Jane would often hear statements like, “You’re doing so great! Good for you!” And she would often hear this while the person was looking directly at her stomach and smiling.
“It makes me feel like shit, and I know their intentions are good, but it’s like I was some sort of child before. Oh, look you can control yourself now; you’re an adult! Good for you.”
My friend Ally who lost 100 pounds after two years of consistent workouts and a shift in diet, faced comments from family members like, “Oooooh, now you gotta go out and find yourself a hot boyfriend.”
How could Ally not think that her weight loss was tied to acceptance by the people, her family, who are suppose to love her and think she’s worthy, no matter what.
I’m not suggesting that we should never compliment someone on being attractive—I am not in a position to say what people definitively need or don’t need. And some people who have undergone weight loss really thrive from positive verbal support and attention. But we have to evaluate whether we’re making statements to someone that they’ve never heard from us before, statements that suggest the weight loss suddenly makes them a better, more legitimate person.
Again, it’s related to the idea that we have now made them worthy, we have given them permission to be normal or we have accepted them as normal. We think people who have lost weight have literally shed the mental and emotional baggage along with the weight. Usually, they haven’t.
Ally was also faced with attention she did not want. She went to her aunt’s birthday party and one family friend yelled from across the room, “Oh my god, look at you!”
Immediately, everyone turned and looked at her. Ally, who had for years (and still has) struggled with major insecurity, who felt such deep pain and shame about her body and her weight, was suddenly made to feel like a circus freak.

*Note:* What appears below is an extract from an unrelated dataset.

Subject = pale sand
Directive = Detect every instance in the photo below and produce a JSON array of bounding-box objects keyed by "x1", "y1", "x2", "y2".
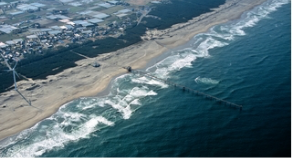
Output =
[{"x1": 0, "y1": 0, "x2": 265, "y2": 140}]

“I just want to move on with my life, not be reminded about how gross I was to people,” she told me.”
This approach, the idea that we should really evaluate what and how we are praising someone’s weight loss, before we actually say anything, is counter to what we’re taught.
I’m not saying that many people don’t want the attention and encouragement. What I’m suggesting is that it’s dangerous for us to apply this strategy, the praise that we are taught to give, across the board. Weight loss is not one size fits all and our reactions shouldn’t be either. We don’t really know what’s going on behind that weight loss…and we may never truly know.

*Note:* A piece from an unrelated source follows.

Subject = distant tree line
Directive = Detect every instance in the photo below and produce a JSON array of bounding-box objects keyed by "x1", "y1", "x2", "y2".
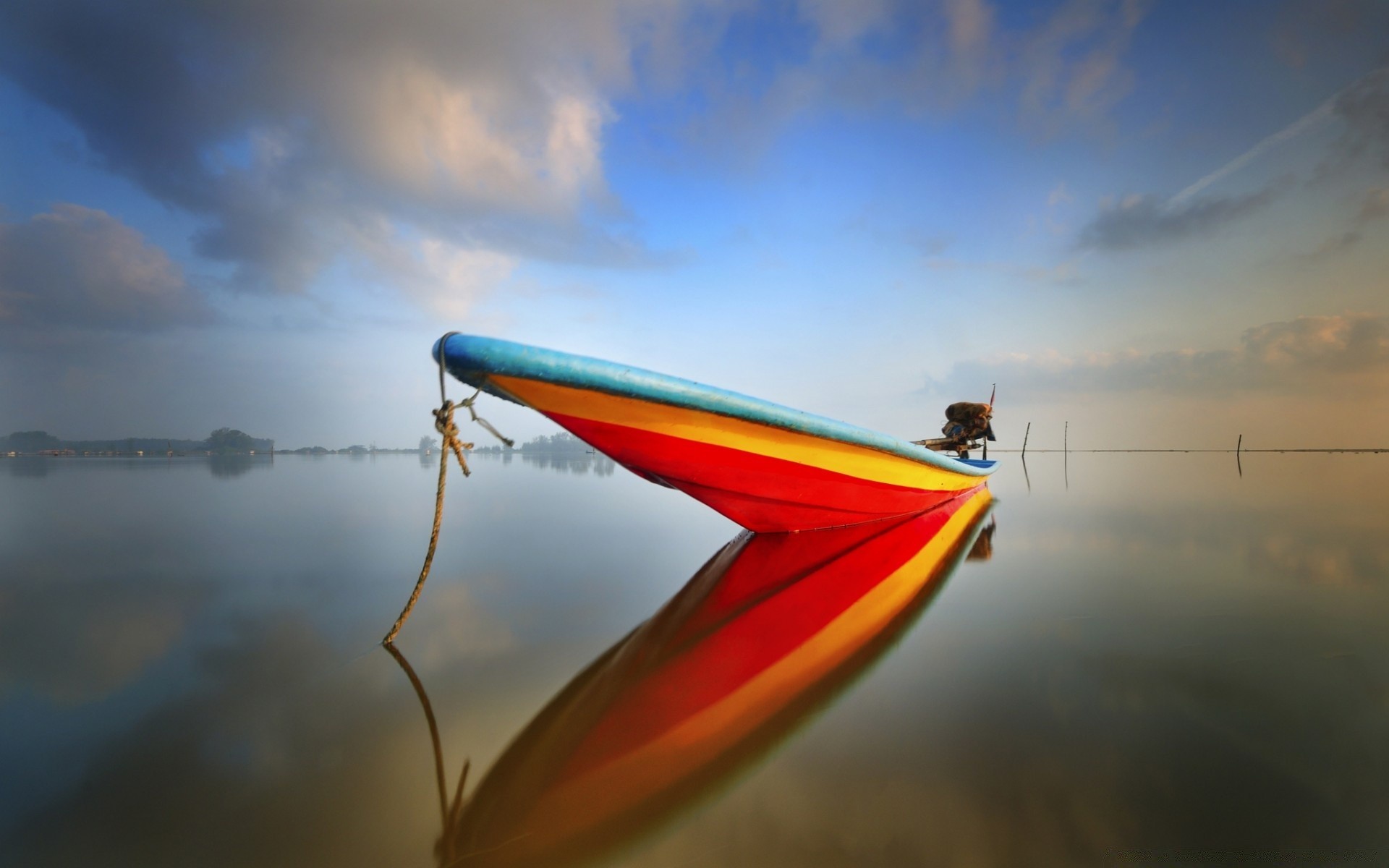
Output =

We have to ask ourselves a question, has this person invited us into this private moment, have they engaged us in a discussion about this? Usually, the answer is “no.”

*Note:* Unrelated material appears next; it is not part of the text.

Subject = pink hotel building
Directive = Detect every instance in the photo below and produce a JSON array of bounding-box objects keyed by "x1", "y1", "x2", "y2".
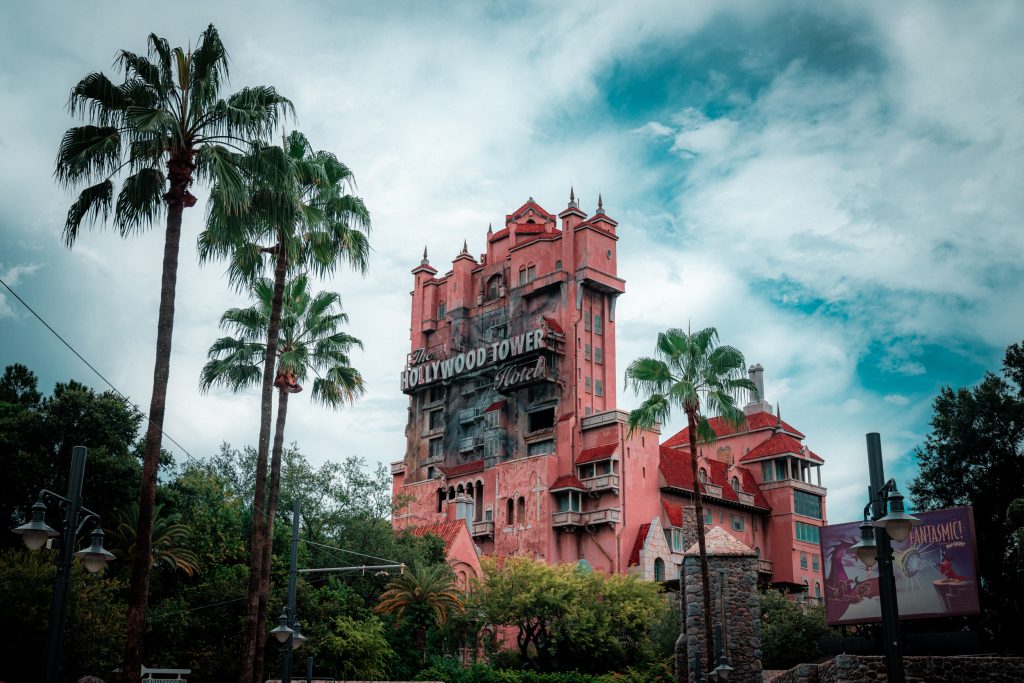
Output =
[{"x1": 391, "y1": 194, "x2": 826, "y2": 599}]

And when we do say things like, “You’re so beautiful,” when we have never said those words to that person before, what happens if they relapse, as so many people do, and they gain weight back? When we attach the word “beautiful” to their new physical form, how are they not supposed to think that with their relapse, they will be unattractive in your mind? Are they the opposite of beautiful when they no longer have that thinner body?
My friend Victoria recently lost a significant amount of weight through diet and exercise. When I saw her after a few months of not meeting, I was taken aback at her physical change. My initial reaction was to praise and congratulate her, while examining her body. But I didn’t. I gave her a hug and told her I loved her. It actually felt really awkward for me to not say anything about her weight loss, but I wanted to respect the possibility that she wanted to move on and not make a big deal about it…the thinner Victoria isn’t any different from the woman I have always loved.
And I wasn’t about to make her feel like she is.